Tuesday 13 October 2015

Who will pay for gun control

ON OCTOBER 1st America reached 1000 mass shootings in the three years since the Sandy Hook massacre, which left 20 young children dead.
The recent headline grabbing attack on a campus in Oregon was number 994, meaning there were a further six on the same day. It was the 294th mass shooting in America this year. Following the shootings, which left nine dead, not including the gunman, United States President Barack Obama gave yet another press conference calling for stricter gun controls.
It isn’t the first time he has made this plea though. The same call for action was made after Sandy Hook, Charleston, Fort Hood... In total President Obama has called for more regulations governing gun ownership fourteen times.
Why then is it that America still won’t give up its arms? One reason is the Republican right, which has viewed the right to carry arms as a constitutional matter and therefore something to be clung onto irrespective of rational arguments against. Perhaps the key case to be made against the second amendment, aside from its ambiguity concerning who can actually carry arms, is that it was written at a time when you had to take a tea break to reload between shots. Guns have moved forward and it is time that legislators came to terms with this.
If the Republican right really believed that handing out more guns would help prevent more deaths then they would only have to look at the statistics for mass shootings on military bases to see the flaw in the argument.
Politics is just the public face of the case against tighter gun control. It is the economics behind the politicians which are the real reason President Obama will inevitably have to give another press conference before his term of office is over.
In 2012 the National Rifle Association was reported as spending approximately  $15million on Republican political campaigns in an effort to thwart President Obama from regaining office. American Presidential campaigns have become known for their multimillion dollar war chests. The size of the NRA’s fiscal support for the pro-gun republicans gives a sense of the money involved though and the scale of the opposition President Obama is facing in his attempt to overhaul gun laws.
While the arms industry is notoriously hard to find exact figures on the Norwegian Initiative on Small Arms (NISA) estimates that American small arms purchases in 2009 accounted for 38% of global total of imports at $1.8billion, more than 47 other leading importers combined. Meanwhile figures given in 2010, relating to 2007, by the US Census Bureau estimate that domestic sales revenue for smalls arms sales could be $2,742 million per year, with a payroll for employees in America of $507million.

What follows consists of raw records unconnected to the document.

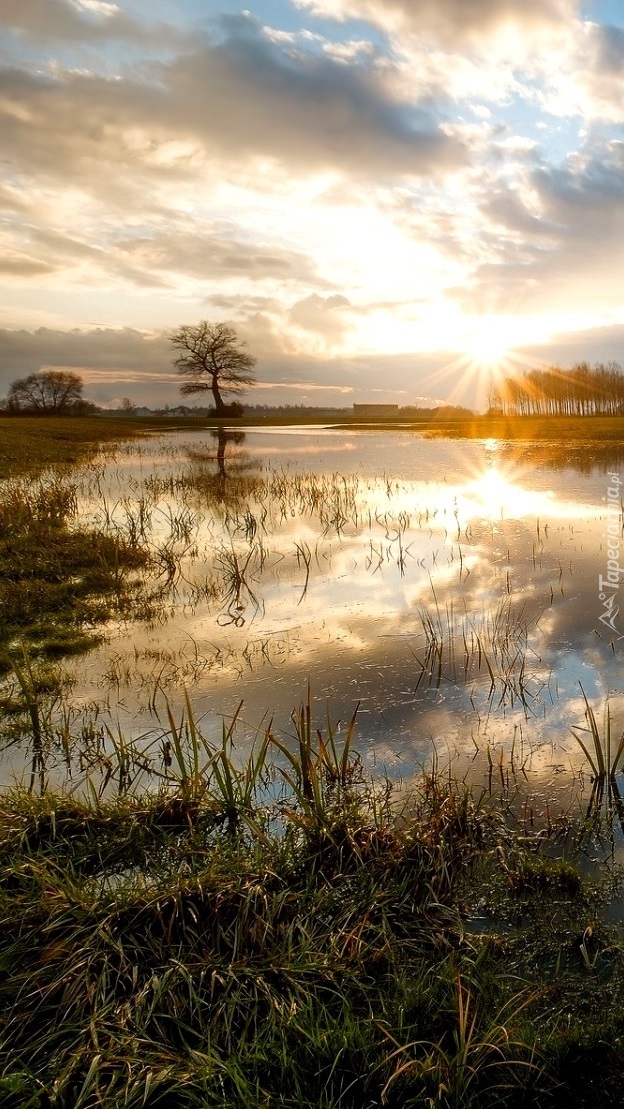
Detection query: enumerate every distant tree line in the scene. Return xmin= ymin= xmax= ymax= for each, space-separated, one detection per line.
xmin=3 ymin=369 xmax=96 ymax=416
xmin=490 ymin=362 xmax=624 ymax=416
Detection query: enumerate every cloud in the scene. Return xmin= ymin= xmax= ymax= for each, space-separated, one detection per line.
xmin=0 ymin=19 xmax=466 ymax=206
xmin=456 ymin=141 xmax=624 ymax=314
xmin=295 ymin=0 xmax=579 ymax=49
xmin=288 ymin=293 xmax=349 ymax=340
xmin=0 ymin=0 xmax=183 ymax=44
xmin=0 ymin=327 xmax=172 ymax=391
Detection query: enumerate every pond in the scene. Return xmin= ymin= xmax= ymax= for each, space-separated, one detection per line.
xmin=4 ymin=427 xmax=624 ymax=829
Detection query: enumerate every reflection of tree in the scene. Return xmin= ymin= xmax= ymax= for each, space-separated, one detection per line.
xmin=497 ymin=441 xmax=624 ymax=474
xmin=186 ymin=427 xmax=260 ymax=507
xmin=211 ymin=427 xmax=245 ymax=478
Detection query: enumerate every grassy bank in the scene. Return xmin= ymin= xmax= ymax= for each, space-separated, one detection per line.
xmin=0 ymin=708 xmax=624 ymax=1109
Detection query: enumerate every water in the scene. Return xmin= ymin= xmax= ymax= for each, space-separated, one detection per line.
xmin=11 ymin=428 xmax=624 ymax=825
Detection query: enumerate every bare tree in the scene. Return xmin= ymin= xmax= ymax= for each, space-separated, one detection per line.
xmin=7 ymin=369 xmax=84 ymax=413
xmin=170 ymin=319 xmax=257 ymax=416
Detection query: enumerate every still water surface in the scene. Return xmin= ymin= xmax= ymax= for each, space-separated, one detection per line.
xmin=42 ymin=428 xmax=624 ymax=816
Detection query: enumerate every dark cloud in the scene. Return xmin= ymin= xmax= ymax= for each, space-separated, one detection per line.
xmin=288 ymin=293 xmax=349 ymax=339
xmin=0 ymin=20 xmax=467 ymax=199
xmin=0 ymin=327 xmax=172 ymax=391
xmin=117 ymin=225 xmax=321 ymax=284
xmin=456 ymin=142 xmax=624 ymax=312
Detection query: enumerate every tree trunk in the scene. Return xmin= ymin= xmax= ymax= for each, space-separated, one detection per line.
xmin=211 ymin=374 xmax=225 ymax=416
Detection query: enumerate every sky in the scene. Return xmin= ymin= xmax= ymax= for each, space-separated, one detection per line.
xmin=0 ymin=0 xmax=624 ymax=407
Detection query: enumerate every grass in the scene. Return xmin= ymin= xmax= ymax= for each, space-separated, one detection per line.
xmin=0 ymin=699 xmax=624 ymax=1109
xmin=0 ymin=477 xmax=150 ymax=671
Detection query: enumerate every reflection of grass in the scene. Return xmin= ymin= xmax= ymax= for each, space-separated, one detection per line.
xmin=0 ymin=699 xmax=624 ymax=1109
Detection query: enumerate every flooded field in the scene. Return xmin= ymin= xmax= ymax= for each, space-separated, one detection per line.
xmin=3 ymin=427 xmax=624 ymax=814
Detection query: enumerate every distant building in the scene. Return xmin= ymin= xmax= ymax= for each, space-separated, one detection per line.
xmin=354 ymin=405 xmax=399 ymax=419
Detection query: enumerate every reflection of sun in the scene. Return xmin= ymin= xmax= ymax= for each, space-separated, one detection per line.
xmin=463 ymin=466 xmax=552 ymax=520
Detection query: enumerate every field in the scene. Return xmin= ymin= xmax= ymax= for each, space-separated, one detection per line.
xmin=0 ymin=418 xmax=624 ymax=1109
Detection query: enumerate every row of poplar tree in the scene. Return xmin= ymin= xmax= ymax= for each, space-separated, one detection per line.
xmin=490 ymin=362 xmax=624 ymax=416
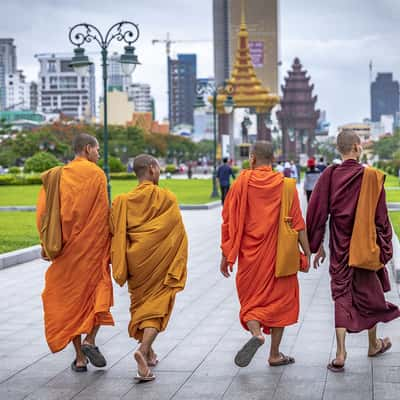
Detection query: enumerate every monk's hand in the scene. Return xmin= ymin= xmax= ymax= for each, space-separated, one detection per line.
xmin=220 ymin=255 xmax=233 ymax=278
xmin=314 ymin=246 xmax=326 ymax=269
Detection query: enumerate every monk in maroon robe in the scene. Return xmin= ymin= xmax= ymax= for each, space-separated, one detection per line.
xmin=307 ymin=131 xmax=400 ymax=372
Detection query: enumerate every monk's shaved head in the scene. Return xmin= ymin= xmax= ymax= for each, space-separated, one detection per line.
xmin=251 ymin=140 xmax=274 ymax=165
xmin=336 ymin=129 xmax=361 ymax=155
xmin=133 ymin=154 xmax=158 ymax=179
xmin=72 ymin=133 xmax=98 ymax=154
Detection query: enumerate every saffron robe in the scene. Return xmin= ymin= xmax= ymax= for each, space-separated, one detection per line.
xmin=37 ymin=158 xmax=114 ymax=352
xmin=307 ymin=160 xmax=400 ymax=332
xmin=221 ymin=166 xmax=305 ymax=333
xmin=111 ymin=181 xmax=188 ymax=341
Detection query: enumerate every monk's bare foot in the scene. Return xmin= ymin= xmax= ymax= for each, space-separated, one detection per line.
xmin=75 ymin=356 xmax=87 ymax=368
xmin=368 ymin=337 xmax=392 ymax=357
xmin=147 ymin=348 xmax=158 ymax=367
xmin=133 ymin=350 xmax=150 ymax=376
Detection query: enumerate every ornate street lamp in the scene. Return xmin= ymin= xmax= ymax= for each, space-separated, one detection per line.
xmin=194 ymin=83 xmax=235 ymax=198
xmin=69 ymin=21 xmax=140 ymax=201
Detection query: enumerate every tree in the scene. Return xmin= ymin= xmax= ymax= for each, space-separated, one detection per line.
xmin=24 ymin=151 xmax=60 ymax=172
xmin=373 ymin=130 xmax=400 ymax=160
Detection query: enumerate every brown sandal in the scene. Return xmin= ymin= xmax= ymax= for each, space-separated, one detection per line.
xmin=327 ymin=358 xmax=344 ymax=372
xmin=368 ymin=338 xmax=392 ymax=357
xmin=268 ymin=353 xmax=295 ymax=367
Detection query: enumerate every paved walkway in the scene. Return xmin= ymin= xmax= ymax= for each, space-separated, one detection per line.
xmin=0 ymin=209 xmax=400 ymax=400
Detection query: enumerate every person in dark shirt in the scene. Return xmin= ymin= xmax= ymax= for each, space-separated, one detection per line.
xmin=217 ymin=157 xmax=235 ymax=205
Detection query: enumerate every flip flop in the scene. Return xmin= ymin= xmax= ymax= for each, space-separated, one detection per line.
xmin=235 ymin=336 xmax=264 ymax=367
xmin=81 ymin=343 xmax=107 ymax=368
xmin=147 ymin=356 xmax=159 ymax=367
xmin=71 ymin=359 xmax=87 ymax=372
xmin=134 ymin=368 xmax=156 ymax=383
xmin=268 ymin=353 xmax=295 ymax=367
xmin=134 ymin=351 xmax=156 ymax=383
xmin=368 ymin=338 xmax=392 ymax=357
xmin=327 ymin=359 xmax=344 ymax=372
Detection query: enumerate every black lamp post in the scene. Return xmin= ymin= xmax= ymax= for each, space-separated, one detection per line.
xmin=69 ymin=21 xmax=140 ymax=201
xmin=194 ymin=83 xmax=235 ymax=198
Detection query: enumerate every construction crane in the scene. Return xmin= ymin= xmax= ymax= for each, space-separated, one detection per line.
xmin=151 ymin=32 xmax=211 ymax=58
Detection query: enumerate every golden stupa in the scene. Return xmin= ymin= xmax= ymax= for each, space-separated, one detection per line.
xmin=216 ymin=0 xmax=279 ymax=114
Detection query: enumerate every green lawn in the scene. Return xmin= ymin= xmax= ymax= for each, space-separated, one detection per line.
xmin=386 ymin=189 xmax=400 ymax=203
xmin=385 ymin=174 xmax=400 ymax=187
xmin=0 ymin=211 xmax=39 ymax=254
xmin=389 ymin=211 xmax=400 ymax=238
xmin=0 ymin=179 xmax=216 ymax=206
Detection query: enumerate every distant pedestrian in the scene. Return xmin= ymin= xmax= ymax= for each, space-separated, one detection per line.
xmin=317 ymin=157 xmax=327 ymax=173
xmin=275 ymin=161 xmax=284 ymax=174
xmin=188 ymin=164 xmax=193 ymax=179
xmin=283 ymin=161 xmax=292 ymax=178
xmin=304 ymin=158 xmax=321 ymax=203
xmin=217 ymin=157 xmax=235 ymax=205
xmin=290 ymin=160 xmax=299 ymax=182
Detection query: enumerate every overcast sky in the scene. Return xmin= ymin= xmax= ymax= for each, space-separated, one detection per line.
xmin=0 ymin=0 xmax=400 ymax=133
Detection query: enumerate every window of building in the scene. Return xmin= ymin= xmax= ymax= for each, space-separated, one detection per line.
xmin=47 ymin=60 xmax=56 ymax=72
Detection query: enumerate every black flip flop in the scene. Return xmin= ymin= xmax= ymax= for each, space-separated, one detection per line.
xmin=81 ymin=343 xmax=107 ymax=368
xmin=71 ymin=360 xmax=87 ymax=372
xmin=268 ymin=353 xmax=295 ymax=367
xmin=235 ymin=336 xmax=264 ymax=367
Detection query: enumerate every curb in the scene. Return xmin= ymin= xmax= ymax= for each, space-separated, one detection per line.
xmin=391 ymin=225 xmax=400 ymax=284
xmin=0 ymin=206 xmax=36 ymax=212
xmin=179 ymin=201 xmax=221 ymax=210
xmin=387 ymin=203 xmax=400 ymax=211
xmin=0 ymin=245 xmax=41 ymax=270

The money involved is vast and the interest groups powerful. It isn’t an unwinnable battle though. The government’s long running campaign against big tobacco, and its loosening of the corporation’s stranglehold on politics shows that it can be done. It won’t be through good intentions though and will require a shift in focus for the Republicans, among others. The American constitution has been amended and updated before as circumstances required. There is no longer the same need for armed citizens, forgoing the argument of enhancements to the guns they are carrying. The only thing holding back the debate is the question of who will pay the price, the coffers of the arm trade or the lives of the next victims?